Take Lemon, my favorite drinking partner. We partied hard for about a year. On one particular night, she met a guy and wanted to stay and hang out with him long after I hit my wall. Desperate to go home, I left her under the careful watch of one of our favorite bartenders with the instructions – she is NOT to leave here with him. And she was to call me the moment she got home.

Because of my flair for the fatal, I made her share her location with her. My entire Uber ride home, I tracked her location.

Still at the bar.

I brushed my teeth, washed my face, changed into my pajamas.

Still at the bar.

I lay down, promising not to close my eyes until I knew she was home safely. Religiously checking her location every 5 minutes (I mentioned I’m a fatalist, right?), the hair on my arms stood at attention when I saw she wasn’t at our bar. She moved across the street.

Damnit, Matt. I said she wasn’t to leave.

I called Lemon. No answer. I texted.

“Lemon. You said you weren’t leaving the bar until you went home. Tell me you’re OK.”

You see, I only liked going to our bar – the bar where we knew the bartenders (i.e. Tyler) well. Where with a single look, the bartenders got rid of the creepy men encroaching on our space. Where I knew my drink was safe and I could let loose without fear of being kidnapped, raped, and murdered.

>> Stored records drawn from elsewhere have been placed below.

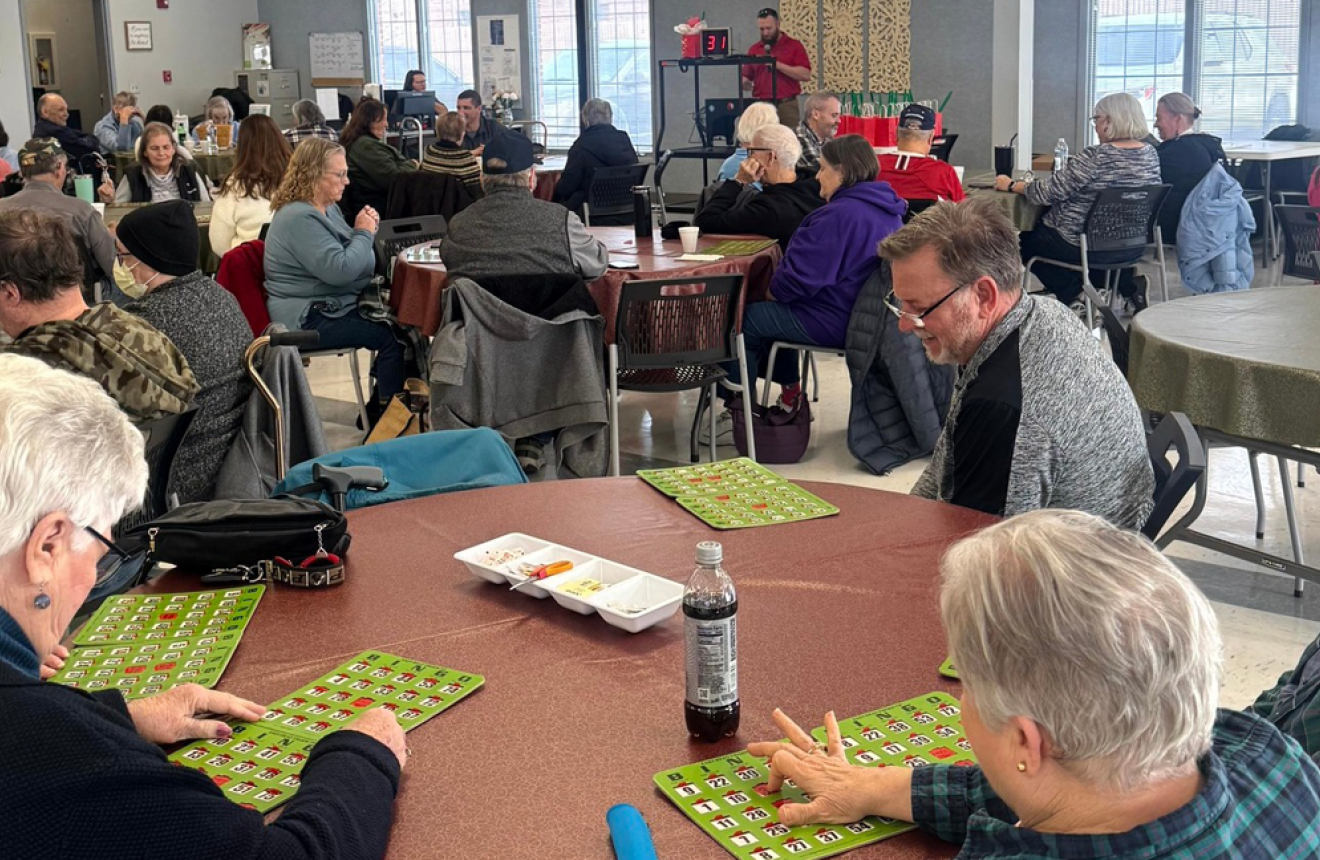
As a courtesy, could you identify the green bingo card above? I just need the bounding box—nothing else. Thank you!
[638,458,838,529]
[655,692,975,860]
[169,652,486,813]
[50,586,265,699]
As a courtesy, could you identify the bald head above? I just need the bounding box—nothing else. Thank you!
[37,92,69,125]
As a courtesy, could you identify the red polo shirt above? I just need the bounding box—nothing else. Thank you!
[743,32,812,102]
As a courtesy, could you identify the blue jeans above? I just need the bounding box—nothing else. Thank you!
[302,307,407,404]
[723,302,816,400]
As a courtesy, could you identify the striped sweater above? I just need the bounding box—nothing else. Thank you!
[421,141,482,200]
[1026,144,1160,245]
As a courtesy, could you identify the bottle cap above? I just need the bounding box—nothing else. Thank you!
[697,541,725,565]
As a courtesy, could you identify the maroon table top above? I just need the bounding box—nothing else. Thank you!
[144,477,993,860]
[389,227,784,343]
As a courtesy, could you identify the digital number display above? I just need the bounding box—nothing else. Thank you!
[701,29,729,57]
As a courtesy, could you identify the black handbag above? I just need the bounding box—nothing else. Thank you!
[127,496,351,584]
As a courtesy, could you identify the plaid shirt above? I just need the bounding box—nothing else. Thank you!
[912,711,1320,860]
[797,120,825,173]
[1247,630,1320,762]
[284,125,339,146]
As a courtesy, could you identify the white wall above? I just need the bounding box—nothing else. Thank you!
[0,0,33,149]
[105,0,257,115]
[24,0,110,126]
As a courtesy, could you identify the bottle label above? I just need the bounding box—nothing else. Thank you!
[684,615,738,708]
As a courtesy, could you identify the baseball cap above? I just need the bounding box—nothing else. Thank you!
[482,132,536,174]
[899,104,935,132]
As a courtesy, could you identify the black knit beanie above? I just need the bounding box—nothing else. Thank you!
[115,200,201,276]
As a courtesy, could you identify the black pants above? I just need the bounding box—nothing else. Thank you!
[1019,223,1142,305]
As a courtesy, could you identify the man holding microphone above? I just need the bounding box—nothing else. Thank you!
[743,7,812,129]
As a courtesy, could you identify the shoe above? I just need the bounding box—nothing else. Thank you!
[1123,274,1151,317]
[697,409,734,445]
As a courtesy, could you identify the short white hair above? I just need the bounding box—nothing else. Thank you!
[752,123,803,170]
[0,353,147,558]
[940,510,1222,791]
[737,102,779,146]
[1096,92,1151,140]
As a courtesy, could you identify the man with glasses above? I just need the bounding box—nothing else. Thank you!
[743,8,812,128]
[0,210,198,423]
[880,200,1155,529]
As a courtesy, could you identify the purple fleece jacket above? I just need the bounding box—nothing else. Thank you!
[770,182,907,347]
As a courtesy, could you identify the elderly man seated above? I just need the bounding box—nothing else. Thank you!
[0,210,198,423]
[440,135,609,284]
[880,104,966,203]
[92,92,144,152]
[694,125,825,251]
[797,90,842,175]
[0,353,407,860]
[747,510,1320,860]
[0,137,115,295]
[880,199,1155,529]
[32,92,103,173]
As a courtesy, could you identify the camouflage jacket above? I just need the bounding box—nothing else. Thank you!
[5,302,198,423]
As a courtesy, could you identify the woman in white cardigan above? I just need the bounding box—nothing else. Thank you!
[211,115,293,256]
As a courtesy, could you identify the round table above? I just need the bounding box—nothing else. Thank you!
[106,203,220,274]
[389,227,784,343]
[1129,286,1320,447]
[144,477,994,860]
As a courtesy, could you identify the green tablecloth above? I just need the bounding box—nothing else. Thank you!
[106,203,220,274]
[1127,286,1320,447]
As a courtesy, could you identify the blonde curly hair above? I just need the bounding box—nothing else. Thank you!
[271,137,343,212]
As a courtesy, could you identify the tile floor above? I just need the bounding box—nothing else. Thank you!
[309,247,1320,707]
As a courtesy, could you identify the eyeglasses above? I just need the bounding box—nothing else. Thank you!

Fatalist. I wasn’t kidding.

The bar where Lemon ended up – we didn’t know the bartenders. She was just another drunk girl with a guy. She wasn’t safe.

“Lemon. Answer me.”

And then her location was no longer shared.

The time was 3:30AM.

Thirty-three unanswered calls and 45 unanswered texts, I demanded she answer or I was going to show up at her house.

7:15AM – still no answer.

“Lemon. I am on my way to your house. Answer my calls, damnit!”

What the hell was I going to do when I got to her house? I didn’t have a key. Those brief moments of rational thought told me she was fine. She was a grown woman who could take care of herself.

You never should have left her at the bar, Melendez. I tend to talk to myself in the third person, referring to myself only by last name, when I am annoyed by something I did.

Driving to her house, I called several more times. I called one of our closest friends.

“Tina, you’re being a fatalist again. She’s fine. Just breathe,” she begged.

“I just need to know she’s OK.”

Pulling up at her apartment building, I stalked the main entrance, waiting for someone to let me in. But at 7:30 on a Sunday morning, not many people are coming or going.

Finally, ten minutes later, my phone rings. It’s Lemon.

“Dude! You’re insane. I’m fine!! I got home and passed out! I forgot to call,” she laughed.